If you hated The Road, then I think his earlier work is better suited, especially if you’re versed in Faulkner and Melville. If you want a short McCarthy book that you can plow in a day or two, read “Outer Dark.” That’s my pick. The prose is great and setting is bleak but the payoff is rich.
People who describe his writing as “nihilistic” truly don’t get McCarthy because his books usually end with a form of hope. His books remind me of that quote from season 1 of True Detective where Marty looks up at night sky and says something like, “looks like the dark has a lot more territory.” And Rustin counters with, “no, you’re lookin at it wrong. Once there was only dark. If you ask me the lights winning.” His books are drenched in dark which then only serves to highlight the sprinkles of light he leaves in them and those aspects of light are the takeaway. Blood Meridian’s moment of light comes in the paragraph of the epilogue, but it’s there and it changes the whole experience.
Read, Outer Dark.
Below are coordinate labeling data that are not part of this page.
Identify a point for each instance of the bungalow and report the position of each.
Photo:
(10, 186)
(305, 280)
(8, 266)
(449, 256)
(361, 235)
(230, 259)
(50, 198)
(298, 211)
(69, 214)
If you’re into it but need something as or more sophisticated but with a better balance of dark and light, read The Crossing.
He always seemed like a creep
everyone makes mistakes
This video isn't about McCarthy's mistakes. It's about his estate ruining his legacy.
Wow child rape isn't a mistake it's a crime.
Brother!
Not only does this not matter in the least, you dude need to switch to decaf immediately.
Dude, why the hell do you keep saying she was "13/14"? That's not verified at all! You're just as bad as they are. Really.
Ian is being sloppy or disingenuous here
@@iammraat3059 - That is the whole point of this video. They botched this entire thing, are holding onto the information for future book sales, and didnt' do enough research to know that the Guy Davenport letter existed which would throw the whole timeline into question. I am cool with acknowledging that McCarthy took another young girl to Mexico in 1974. But, that seems unlikely, and throws the whole idea of "the muse" out the window. Davenport's letters are not dated wrong because the book McCarthy was helping with came out in 1974.